El cuervo, la fosa, y la yegua (The Raven, The Pit, and The Mare), 2021, 16 minutes, Beatriz Santiago Muñoz.
Beatriz Santiago Muñoz brings together various forms of non-linear thinking and simultaneous temporalities that challenge traditional ways of reading with El cuervo, la yegua, y la fosa (The Raven, the Pit, and the Mare). Taking as her model a method of Sanskrit poetry that tells two stories in the same text at the same time, Santiago Muñoz explores acts of simultaneous narration to juxtapose images and sounds from seemingly disconnected universes. A madeleine is both a pastry and an idea. Language is historical and abstract. In the “historical now” there is a plastic cup and a robotic arm at the bottom of the ocean. Each day a mare visits a junkyard near an overgrown forest and tries to mate with a Corvette. A traditional Haitian proverb states: the snake can only be measured once it’s dead. Consider things you can’t see but know are real: the bottom of the Puerto Rico Trench, the Marassa Jumeaux, our attachments to past orders.
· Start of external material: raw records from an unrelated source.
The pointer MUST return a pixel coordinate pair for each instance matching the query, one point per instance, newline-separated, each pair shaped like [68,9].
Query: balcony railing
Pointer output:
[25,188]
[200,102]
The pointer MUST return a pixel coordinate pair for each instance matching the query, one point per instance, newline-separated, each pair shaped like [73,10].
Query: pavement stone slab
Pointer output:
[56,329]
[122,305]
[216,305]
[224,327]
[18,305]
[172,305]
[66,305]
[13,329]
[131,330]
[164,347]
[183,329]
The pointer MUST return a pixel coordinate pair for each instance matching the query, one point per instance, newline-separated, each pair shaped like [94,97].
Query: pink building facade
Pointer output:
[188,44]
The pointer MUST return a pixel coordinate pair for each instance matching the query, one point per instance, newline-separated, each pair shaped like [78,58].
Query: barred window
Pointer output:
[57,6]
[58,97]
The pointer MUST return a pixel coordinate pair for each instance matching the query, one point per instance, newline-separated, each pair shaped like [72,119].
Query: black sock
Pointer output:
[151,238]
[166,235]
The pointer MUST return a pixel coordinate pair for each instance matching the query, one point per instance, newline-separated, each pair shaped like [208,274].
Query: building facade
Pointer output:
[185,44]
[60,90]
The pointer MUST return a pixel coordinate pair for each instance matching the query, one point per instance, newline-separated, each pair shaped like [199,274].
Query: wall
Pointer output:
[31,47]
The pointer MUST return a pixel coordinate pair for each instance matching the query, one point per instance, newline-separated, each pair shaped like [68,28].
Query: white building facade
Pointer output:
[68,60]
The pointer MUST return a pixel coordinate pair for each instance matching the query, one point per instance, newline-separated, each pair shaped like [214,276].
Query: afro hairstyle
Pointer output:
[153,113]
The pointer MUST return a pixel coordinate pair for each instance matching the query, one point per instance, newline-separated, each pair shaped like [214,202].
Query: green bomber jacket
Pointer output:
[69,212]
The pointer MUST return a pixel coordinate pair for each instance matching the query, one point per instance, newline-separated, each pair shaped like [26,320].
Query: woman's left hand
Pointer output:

https://mediacityfilmfestival.com/25th-anniversary/beatriz-santiago-munoz/
A related version as an installation (Cuervo and Low-Polygon Poem, 2021. Two-channel color HD video with sound, 26 minutes.) was featured in Prospect 5: Yesterday we said tomorrow.
Beatriz Santiago Muñoz’s video is an interrogation of place, the Caribbean specifically, as well as the medium of film itself.Projecting onto both a traditional screen and a sheer curtain, Santiago Muñoz’s video combines footage from her native Puerto Rico and a 2020 trip to Haiti to visualize links between these places and New Orleans, which is often referred to as “the northernmost Caribbean city.” The film moves swiftly between documentation, interviews, scientific and computer-generated footage, and ethereal imagery, juxtaposing the everyday with the otherworldly while pointing to the ecological and cultural similarities and divergences among these places. Translation emerges as a mode of differentiation: in Puerto Rico, flour and salt suggest bread, but in Haiti they suggest veves—religious symbols used in various Voodoo practices.
The video is at times obscured by a darkness that comes after nightfall in regions that have experienced widespread power outages, like those that followed Hurricane Maria in 2017 in Puerto Rico—familiar to those who experienced Hurricane Ida in 2021 or Hurricane Katrina in 2005 in New Orleans. Santiago Muñoz also interrogates the medium of film by the other sense central to film: hearing. What does the taste of salt sound like? Is it possible to translate from one sense to another? Is translation between languages (or places, spaces, perspectives) even truly possible, or is it always merely an approximation?